Лишь когда детективы добрались до участка, сержант Тейт разразился первым замечанием по поводу недавней сцены:

— Никогда не думал, что у нас тут столько ревнивых мужей. Вы понимаете, сэр, что это уже третий муж, с которым нам пришлось иметь дело только за одно расследование? Сефтон, Кларксон, а теперь еще Диксон. Как подумаешь, просто поразительно! Конечно, — задумчиво добавил он, — по-своему, это комплимент дамам.

— Если бы мне нужно было что-то сказать о миссис Диксон, это было бы что угодно, только не комплимент! — сурово отрубил Тримбл.

Когда на следующее утро инспектор появился в кабинете, он был встречен неожиданной новостью.

— Вам только что звонил по телефону мистер Вентри, — доложил ему дежурный.

— Что он сказал?

— Он только спросил, может ли он зайти к вам в половине одиннадцатого по поводу дела Карлесс, сэр. Я сказал, что можно.

— И были правы. — Тримбл уселся за стол переварить новое развитие событий.

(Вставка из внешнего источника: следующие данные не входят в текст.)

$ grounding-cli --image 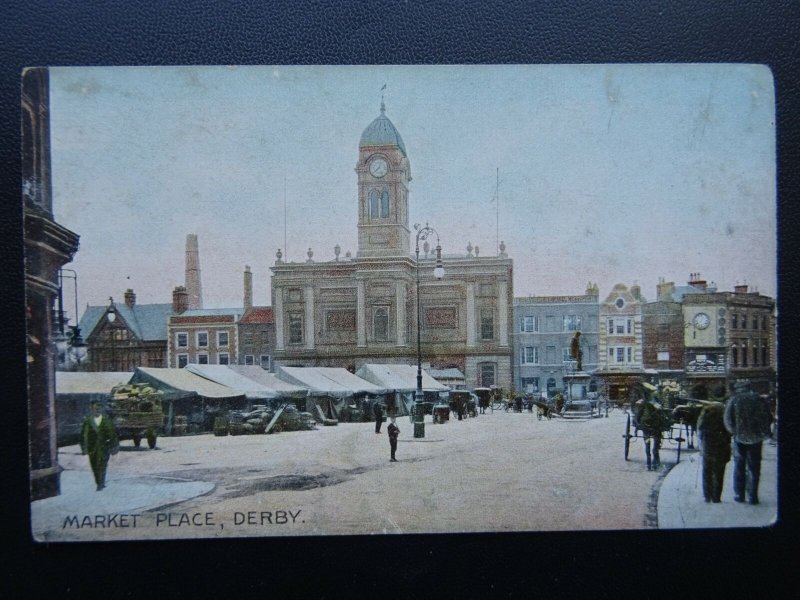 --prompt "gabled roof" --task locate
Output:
[356,364,450,392]
[78,304,173,342]
[175,308,244,319]
[239,306,275,325]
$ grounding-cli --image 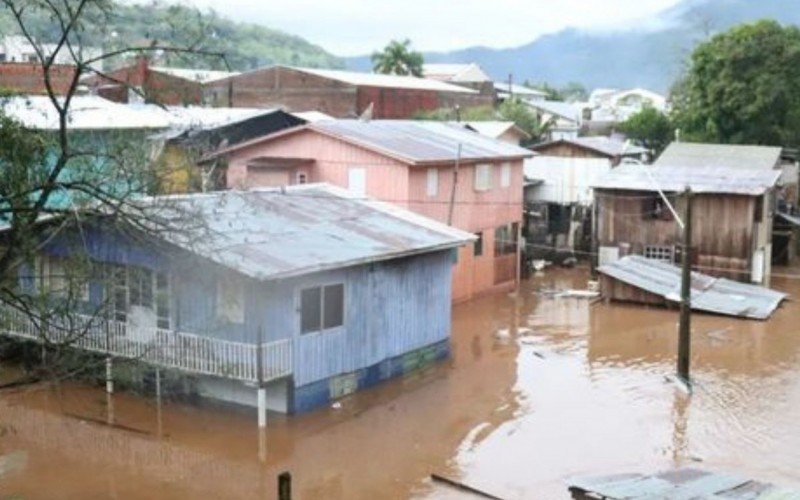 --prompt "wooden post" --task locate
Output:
[278,472,292,500]
[447,143,462,226]
[678,187,692,385]
[256,326,267,429]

С начала расследования, размышлял он, в первый раз кто-то по своей инициативе предлагает помощь полиции. Была некая ирония в том, что человек, который собирался это сделать, был тот самый, что числился в его списке следующим для допроса. А допрос предстоял весьма неловкий. Ну что ж, это только к лучшему, поскольку освобождало его от необходимости ехать на другой конец города, и он чувствовал, что ему будет гораздо легче выжимать правду из уклончивого клиента на собственной территории, в чистом воздухе полицейского участка, чем в пропахшей дымом сигар атмосфере музыкальной комнаты Вентри.

Но Вентри ухитрился принести с собой собственную атмосферу, и аромат душистой гаванской сигары предшествовал его появлению на узкой лестнице, которая вела к кабинету Тримбла. Инспектор с отвращением втянул воздух, а сержант Тейт, который не разделял ненависти своего шефа к табаку, вдохнул его с благоговением, как только благородный аромат коснулся его ноздрей.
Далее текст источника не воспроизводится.